No contrato de alienação do estabelecimento da sociedade empresária Chaves & Cia Ltda., com sede em Theobroma, ficou pactuado que não haveria sub-rogação do adquirente nos contratos celebrados pelo alienante, em vigor na data da transferência, relativos ao fornecimento de matéria-prima para o exercício da empresa. Um dos sócios da sociedade empresária consulta sua advogada para saber se a estipulação é válida. Consoante as disposições legais sobre o estabelecimento, assinale a afirmativa correta.
- A)A estipulação é nula, pois o contrato de alienação do estabelecimento não pode afastar a sub-rogação do adquirente nos contratos celebrados anteriormente para sua exploração.
Errada, porque o art. 1.148 do Código Civil permite afastar contratualmente a sub-rogação do adquirente.
- B)A estipulação é válida, pois o contrato de alienação do estabelecimento pode afastar a sub-rogação do adquirente nos contratos celebrados anteriormente para sua exploração.
Certa, porque a lei autoriza expressamente que o contrato de alienação exclua a sub-rogação nos contratos celebrados para a exploração do estabelecimento.

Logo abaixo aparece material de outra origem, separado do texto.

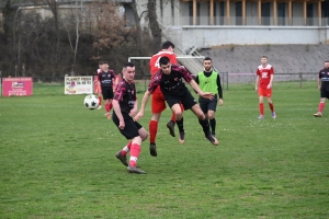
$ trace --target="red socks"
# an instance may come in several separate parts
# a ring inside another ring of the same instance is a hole
[[[271,111],[272,111],[272,113],[273,113],[273,112],[274,112],[273,103],[269,103],[269,105],[270,105],[270,108],[271,108]]]
[[[122,150],[121,150],[121,154],[122,155],[126,155],[127,152],[132,149],[132,141],[128,142],[128,145],[126,145]]]
[[[260,111],[261,115],[264,115],[264,104],[263,103],[259,104],[259,111]]]
[[[325,103],[319,103],[318,112],[322,113],[325,108]]]
[[[150,120],[149,125],[148,125],[148,128],[149,128],[149,142],[155,143],[156,142],[156,136],[157,136],[157,132],[158,132],[158,122]]]
[[[135,168],[137,166],[137,159],[140,153],[140,146],[137,143],[133,143],[131,148],[131,160],[129,160],[129,165]]]
[[[171,120],[175,123],[175,114],[173,112],[171,113]]]

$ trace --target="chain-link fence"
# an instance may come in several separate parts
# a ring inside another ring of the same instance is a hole
[[[219,72],[223,90],[228,90],[230,84],[246,84],[256,82],[256,73],[228,73]],[[135,77],[135,84],[138,93],[145,92],[150,82],[149,73],[141,73]],[[296,82],[299,88],[305,81],[317,81],[317,72],[294,72],[275,73],[275,82]],[[2,80],[1,80],[2,81]],[[65,77],[33,77],[33,88],[59,87],[65,88]],[[2,88],[2,87],[1,87]]]

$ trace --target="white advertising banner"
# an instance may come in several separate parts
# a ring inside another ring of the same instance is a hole
[[[90,94],[93,93],[92,76],[65,77],[65,94]]]

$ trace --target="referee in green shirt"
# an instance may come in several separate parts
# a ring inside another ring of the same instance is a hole
[[[212,135],[215,137],[216,134],[216,118],[215,112],[218,105],[223,105],[223,89],[220,84],[219,73],[214,71],[212,58],[205,57],[203,60],[204,70],[198,72],[195,82],[198,84],[203,92],[212,92],[215,95],[213,100],[198,97],[200,107],[204,115],[209,119]],[[217,95],[218,94],[218,95]],[[219,101],[218,101],[219,96]]]

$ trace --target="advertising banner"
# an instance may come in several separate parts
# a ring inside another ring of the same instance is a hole
[[[32,78],[3,78],[2,95],[3,96],[29,96],[33,93]]]
[[[93,85],[92,76],[65,77],[65,94],[90,94]]]
[[[99,89],[99,77],[94,76],[93,77],[93,92],[94,93],[99,93],[100,89]]]

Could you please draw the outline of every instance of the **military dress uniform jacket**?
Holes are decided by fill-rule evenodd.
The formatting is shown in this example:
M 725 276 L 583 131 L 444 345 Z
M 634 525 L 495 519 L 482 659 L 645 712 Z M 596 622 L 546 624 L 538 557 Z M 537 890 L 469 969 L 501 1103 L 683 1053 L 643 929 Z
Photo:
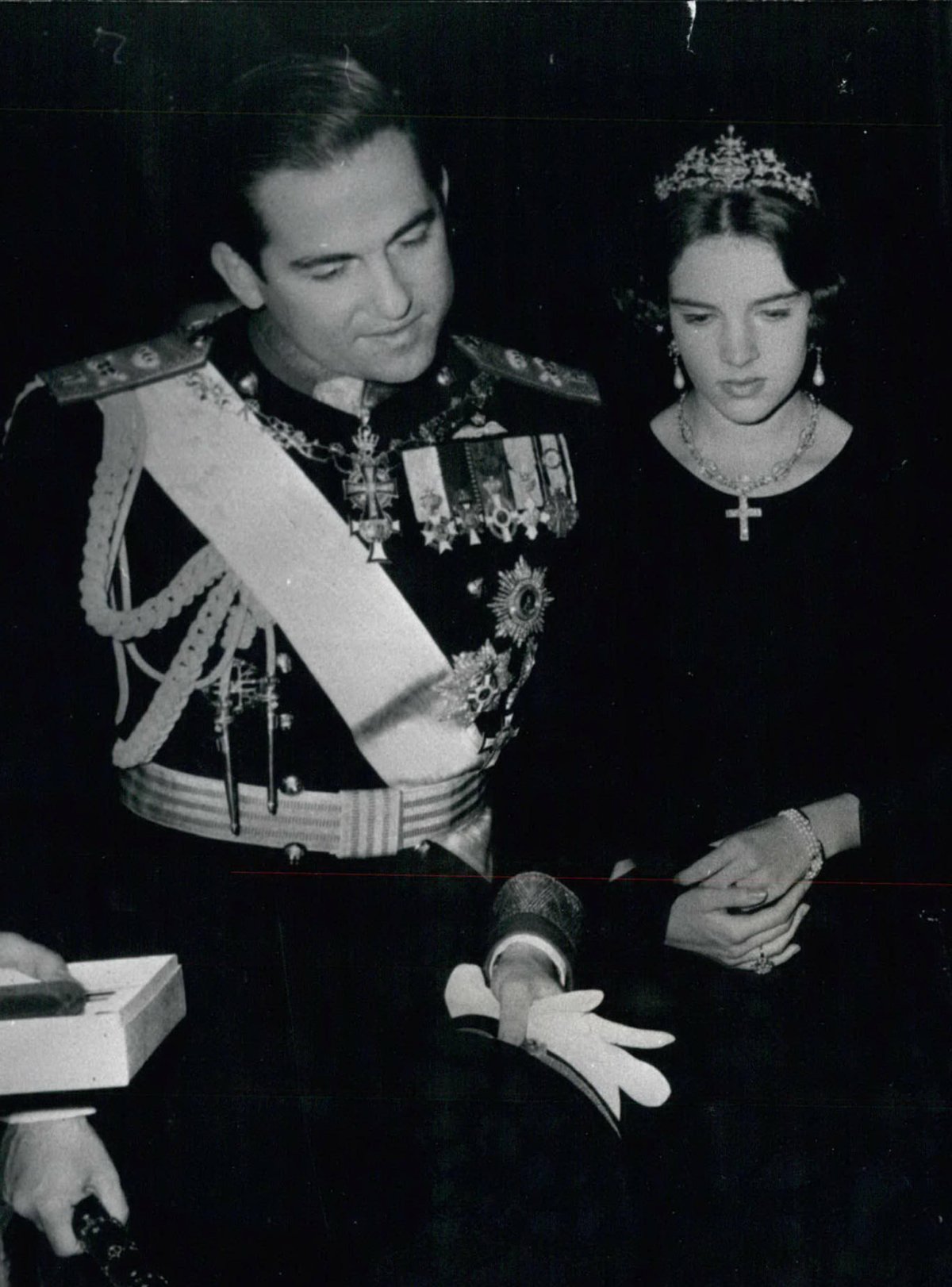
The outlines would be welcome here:
M 593 382 L 581 373 L 481 341 L 448 341 L 426 376 L 371 409 L 362 431 L 355 417 L 319 404 L 277 378 L 250 347 L 244 327 L 246 317 L 237 314 L 219 323 L 210 340 L 196 341 L 201 345 L 196 347 L 199 360 L 180 376 L 189 385 L 196 411 L 203 402 L 221 396 L 208 375 L 217 369 L 239 395 L 235 404 L 250 407 L 256 422 L 284 447 L 288 458 L 350 528 L 362 561 L 367 557 L 382 569 L 432 637 L 446 659 L 443 677 L 432 685 L 436 692 L 428 695 L 432 723 L 437 731 L 441 725 L 464 730 L 476 748 L 472 766 L 490 766 L 518 728 L 520 691 L 536 656 L 544 653 L 545 636 L 551 631 L 587 629 L 587 623 L 572 619 L 572 613 L 579 610 L 576 592 L 585 542 L 590 541 L 587 529 L 590 532 L 597 521 L 594 484 L 597 458 L 603 450 Z M 152 353 L 157 356 L 149 367 Z M 214 368 L 202 358 L 214 362 Z M 53 557 L 64 579 L 75 575 L 76 583 L 82 580 L 86 622 L 113 640 L 121 663 L 113 759 L 122 773 L 127 807 L 160 824 L 199 833 L 205 828 L 203 834 L 212 838 L 228 838 L 230 831 L 252 843 L 264 838 L 275 848 L 289 846 L 292 858 L 300 861 L 302 851 L 320 852 L 324 846 L 320 835 L 316 843 L 307 844 L 305 835 L 296 837 L 293 824 L 282 824 L 282 804 L 291 807 L 289 802 L 309 792 L 368 792 L 394 782 L 383 782 L 378 767 L 360 753 L 327 686 L 307 673 L 283 636 L 282 622 L 270 628 L 266 610 L 252 593 L 244 593 L 239 584 L 229 597 L 228 588 L 215 579 L 215 570 L 205 566 L 181 583 L 181 569 L 189 560 L 201 560 L 207 538 L 156 484 L 148 463 L 138 485 L 130 484 L 122 498 L 127 507 L 131 499 L 129 514 L 113 517 L 112 511 L 120 506 L 117 486 L 111 492 L 108 477 L 103 485 L 103 475 L 111 468 L 114 474 L 116 466 L 104 459 L 99 465 L 98 499 L 86 524 L 85 479 L 100 450 L 99 434 L 81 427 L 84 420 L 98 418 L 91 398 L 108 408 L 111 396 L 114 403 L 116 394 L 126 393 L 143 376 L 153 390 L 161 390 L 165 367 L 171 367 L 169 375 L 174 377 L 183 366 L 178 356 L 169 362 L 161 345 L 142 346 L 131 362 L 127 355 L 98 362 L 95 372 L 80 367 L 77 376 L 69 368 L 50 378 L 58 396 L 80 400 L 69 412 L 75 423 L 67 431 L 68 440 L 60 432 L 50 444 L 37 426 L 36 421 L 49 411 L 42 395 L 31 399 L 17 417 L 9 444 L 12 468 L 21 472 L 15 465 L 21 452 L 30 462 L 32 454 L 53 448 L 45 470 L 37 461 L 28 463 L 42 494 L 32 501 L 21 498 L 19 506 L 15 497 L 8 502 L 15 514 L 19 548 L 24 548 L 22 529 L 31 521 L 33 526 L 39 523 L 41 532 L 28 537 L 26 550 L 49 544 L 64 517 L 51 507 L 59 511 L 55 493 L 66 480 L 72 497 L 67 507 L 72 514 L 67 537 L 71 544 L 58 542 Z M 77 398 L 76 386 L 84 373 L 87 382 Z M 118 418 L 126 414 L 124 411 Z M 360 441 L 359 432 L 364 435 Z M 275 499 L 279 495 L 275 493 Z M 80 541 L 82 569 L 76 565 L 80 525 L 86 525 Z M 262 528 L 253 539 L 266 544 L 269 535 Z M 113 548 L 107 551 L 104 541 Z M 96 582 L 109 578 L 107 560 L 113 573 L 104 587 Z M 31 561 L 24 555 L 24 562 Z M 54 588 L 59 595 L 67 586 Z M 68 588 L 73 610 L 76 591 Z M 212 605 L 216 591 L 221 591 L 219 604 Z M 96 596 L 108 601 L 95 602 Z M 39 633 L 46 636 L 50 654 L 49 662 L 44 659 L 41 691 L 49 687 L 50 674 L 59 671 L 53 658 L 63 644 L 60 623 L 48 615 L 51 597 L 41 589 L 40 615 L 46 614 L 49 624 L 40 625 Z M 152 611 L 136 611 L 143 604 Z M 225 604 L 228 611 L 223 610 Z M 125 623 L 116 624 L 124 607 L 125 615 L 134 618 L 125 633 Z M 242 609 L 247 609 L 243 627 L 237 622 Z M 203 613 L 211 624 L 199 620 Z M 350 623 L 333 618 L 324 623 L 319 609 L 314 620 L 316 631 L 325 628 L 334 638 L 334 647 L 343 654 L 350 650 L 346 634 L 342 637 Z M 383 614 L 380 620 L 373 615 L 363 620 L 360 634 L 371 636 L 368 673 L 374 655 L 386 658 L 400 646 L 389 633 L 392 628 Z M 14 641 L 13 655 L 19 654 L 26 664 L 24 654 L 33 653 L 37 645 L 26 636 L 26 623 L 14 623 L 14 629 L 22 644 Z M 194 660 L 196 653 L 203 653 L 201 660 Z M 167 681 L 176 668 L 183 671 L 188 664 L 193 669 L 201 665 L 198 682 L 189 687 L 185 681 L 171 696 L 157 696 L 162 677 Z M 212 673 L 216 681 L 208 683 Z M 39 712 L 46 704 L 36 692 L 32 703 Z M 99 686 L 95 704 L 100 709 L 105 704 Z M 41 714 L 32 722 L 42 723 Z M 143 767 L 147 764 L 153 767 Z M 202 788 L 210 799 L 215 797 L 208 816 L 189 813 L 188 790 L 176 799 L 178 784 L 166 789 L 161 776 L 153 773 L 156 764 L 194 775 L 205 784 L 221 784 L 217 794 L 211 785 Z M 422 776 L 432 780 L 432 766 Z M 269 831 L 260 837 L 250 820 L 241 817 L 238 797 L 241 786 L 266 789 L 269 779 L 274 835 Z M 403 777 L 398 766 L 398 785 L 400 781 L 413 781 L 412 766 Z M 171 804 L 163 793 L 172 798 Z M 230 803 L 229 794 L 234 807 L 225 829 L 223 806 Z M 202 807 L 196 806 L 199 813 Z M 432 838 L 423 822 L 404 830 L 414 842 Z M 372 828 L 349 856 L 392 853 L 403 847 L 383 831 L 386 826 L 377 831 Z M 327 848 L 334 852 L 332 846 Z
M 175 346 L 178 375 L 151 345 L 67 372 L 60 395 L 89 380 L 75 405 L 57 408 L 48 390 L 27 398 L 8 439 L 3 510 L 10 905 L 18 929 L 67 959 L 179 954 L 187 1019 L 96 1121 L 140 1241 L 161 1248 L 175 1281 L 203 1287 L 260 1282 L 262 1263 L 282 1282 L 310 1282 L 315 1248 L 345 1282 L 421 1219 L 423 1158 L 414 1183 L 407 1149 L 383 1140 L 419 1120 L 416 1108 L 428 1116 L 401 1057 L 445 1017 L 449 969 L 481 959 L 479 847 L 461 861 L 443 837 L 481 839 L 486 795 L 480 784 L 449 817 L 436 802 L 434 834 L 425 822 L 401 848 L 392 831 L 378 852 L 365 835 L 337 855 L 287 830 L 261 843 L 253 828 L 283 826 L 310 793 L 354 793 L 360 820 L 363 793 L 378 801 L 394 782 L 358 750 L 257 596 L 220 571 L 170 604 L 189 561 L 207 574 L 208 542 L 148 468 L 116 506 L 117 470 L 102 461 L 109 396 L 135 385 L 145 403 L 179 380 L 201 417 L 224 377 L 225 396 L 266 422 L 346 524 L 362 565 L 381 560 L 376 573 L 426 627 L 445 658 L 430 709 L 471 737 L 480 771 L 504 758 L 533 682 L 542 713 L 576 682 L 561 654 L 547 665 L 545 645 L 593 624 L 583 591 L 597 577 L 610 450 L 589 380 L 470 340 L 448 340 L 431 371 L 372 407 L 362 436 L 355 417 L 278 378 L 246 323 L 226 318 L 185 358 Z M 94 476 L 93 510 L 112 505 L 117 517 L 90 534 Z M 114 569 L 108 591 L 103 566 Z M 208 641 L 201 618 L 219 591 L 228 602 Z M 153 618 L 126 629 L 122 614 L 143 602 Z M 373 642 L 381 656 L 392 646 L 383 627 Z M 175 718 L 160 700 L 165 723 L 153 721 L 163 676 L 199 653 L 215 682 L 194 685 Z M 151 758 L 138 761 L 143 745 Z M 133 784 L 126 808 L 114 807 L 111 759 Z M 515 785 L 531 811 L 531 781 Z M 401 1185 L 385 1179 L 394 1174 Z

- C)A estipulação é anulável, podendo os terceiros rescindir seus contratos com a sociedade empresária em até 90 (noventa) dias a contar da publicação da transferência.
Errada, porque não se trata de cláusula anulável nem há regra de prazo de 90 dias para rescisão nesse ponto; a disciplina legal é a da sub-rogação com possibilidade de afastamento.
- D)A estipulação é considerada não escrita, por desrespeitar norma de ordem pública que impõe a solidariedade entre alienante e adquirente pelas obrigações referentes ao estabelecimento.
Errada, porque não existe norma de ordem pública impondo solidariedade automática entre alienante e adquirente pelas obrigações contratuais do estabelecimento nesse caso.
Gabarito: B
O estabelecimento empresarial é o conjunto de bens organizado para o exercício da empresa. Quando ele é alienado, a regra geral é que os contratos ligados à exploração podem, sim, acompanhar o estabelecimento, mas a lei deixa espaço para ajuste diferente entre as partes. Em outras palavras: nem todo contrato “gruda” no adquirente como chiclete em tênis novo. O ponto-chave está no art. 1.148 do Código Civil: salvo disposição em contrário, o adquirente se sub-roga nos contratos estipulados para a exploração do estabelecimento, desde que não tenham caráter pessoal. Portanto, a própria lei autoriza que o contrato de alienação afaste essa sub-rogação, como aconteceu no enunciado. Por isso, a cláusula é válida. O contrato de fornecimento de matéria-prima, em tese, é contrato ligado à exploração da empresa, mas isso não impede que as partes pactuem a não sub-rogação. A banca FGV cobra muito essa leitura literal da lei: quando o Código diz “salvo disposição em contrário”, você deve ouvir o alarme da validade contratual tocando. Resumo para prova: em alienação do estabelecimento, a sub-rogação nos contratos empresariais não é automática e absoluta. Ela pode ser afastada por estipulação contratual, nos termos do art. 1.148 do Código Civil.